What is so freaking funny about falling out of a pear tree?
May 23, 2011 7:15 PM   Subscribe

I think one of my favorite movies has a double entendre in it. I don't speak German and the subtitles don't shed any light on the subject.

One of my favorite movies is Das schreckliche Mädchen. It's in German with English subtitles. It's not a comedy, really... although there are some absurd parts that elicit a chuckle. The subtitles help.

Except for one part.

Towards the end of the movie, the townsfolk are gathered to await the arrival of a judge that will oversee a great court case. One of the townspeople runs up, and says...

"Judge so-and-so will not be here today. He fell out of a tree last night...while picking pears."

And then the entire town bursts into uproarious laughter. Little old ladies look somewhat embarrassed but are chuckling behind their hands. The vicar is guffawing. This is apparently the funniest thing that this little Bavarian town has heard in aaaaaages. But why?

The reaction to the pear-picking statement is so strong that it MUST be some sort of German double entendre. What does it mean? I'm prepared to blush and chuckle behind my hands if it's really racy.
posted by Elly Vortex to Media & Arts (9 answers total) 9 users marked this as a favorite
I'm not a German speaker, but my best guess is this:

Why would someone be picking pears from a tree at night? Could the judge have been in the tree for some other less than noble purpose (peeping Tom maybe?) instead? And then after he fell out, he was too embarrassed to say the real reason why he was in the tree, so he claims to have been picking fruit instead.
posted by AMSBoethius at 7:31 PM on May 23, 2011

It appears as though "the pear doesn't fall far from the tree" is a variant of our "the apple doesn't fall far from the tree" through some Googling. Does that make sense with anything that happens in the movie? The German phrase is die "Birne fällt nicht weit vom baum", but that's machine translation.
posted by codacorolla at 7:44 PM on May 23, 2011

Is the movie set in a particular season? If there's snow on the ground, for example, the judge couldn't have been picking pears because there wouldn't be any on the tree.
posted by embrangled at 7:54 PM on May 23, 2011

I'm just going to take one more Google-based attempt at it, and say that there's a fairly well known German novel, that also was made into a film, called "Under the Pear Tree". Reading the description of "The Nasty Girl", this story is also about buried secrets and skeletons in the closet:

Could it be a nod to that? I know that a lot of stab-in-the-dark answers can be distracting, so I'll bow out. Really hoping a native German speaker comes by and provides an answer, however. I'm curious!
posted by codacorolla at 7:55 PM on May 23, 2011

In German "Birne" is a slang term for "brain"--as in "use your brain, dammit". My guess would be that the joke is of the judge doing something spectacularly stupid (falling out of the tree) while metaphorically trying to get smarter (pick up more pears).
posted by Phire at 7:59 PM on May 23, 2011

I haven't heard "Birnen pflücken" used directly as a double-entendre (is that the original German?) but I know that "Birnen" is a possible way to refer to the ass... I don't know if this would have been true in the time the movie is set or even if it's common, I just know that it occasionally shows up as an ass-descriptor in German women's magazines.
posted by besonders at 7:59 PM on May 23, 2011

It's possible that the subtitles are completely different from what is actually being said. Can you try to transcribe the original German? Or post the audio from that short snippet somewhere and link to it?

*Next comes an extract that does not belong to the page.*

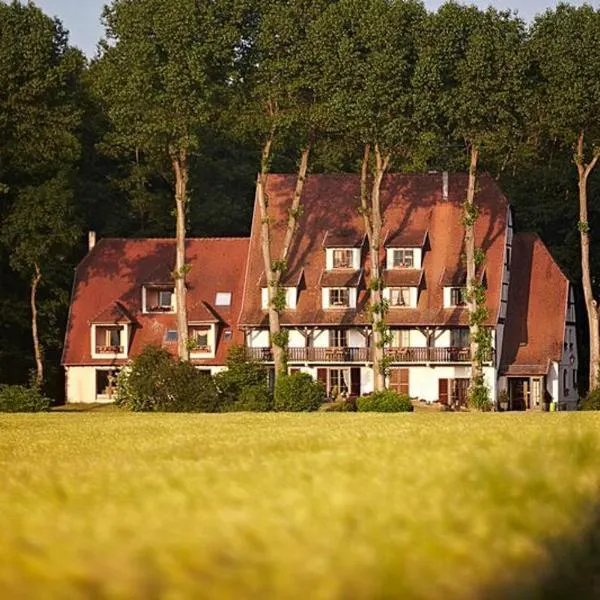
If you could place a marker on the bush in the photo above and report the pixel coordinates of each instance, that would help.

I wonder if the joke is not the pears part (if that is even what they originally say). Often subtitles are ordered differently from the original, so they might have said "He was picking pears and fell from the tree" and it could be the "fell from the tree" bit that was funny. (I googled "vom Baum fallen" to see if that was slang for insanity or something, but couldn't find anything.)

(I'm not a native speaker of German, but my German is very fluent and I lived there for five years. Of course, that doesn't mean I was exposed to Bavarian double-entendres very often, so could well be missing something relating to pears.)
posted by lollusc at 9:01 PM on May 23, 2011 [1 favorite]

Native speaker here. I don't see anything obviously funny about that sentence either, there is, to my knowledge, no hidden meaning to the phrase "picking pears". Birne can be a slang word for head, and in some contexts it could be understood to refer to breasts (just like apples, melons...), but that doesn't really make sense in this case either. I second lollusc's request for the original German audio!
posted by Skybly at 1:20 AM on May 24, 2011

You could make a pretty good (and untranslatable) fruit tree related double entendre with the word "runterholen", which can mean "to fetch something down" or "to masturbate". Is that in the original?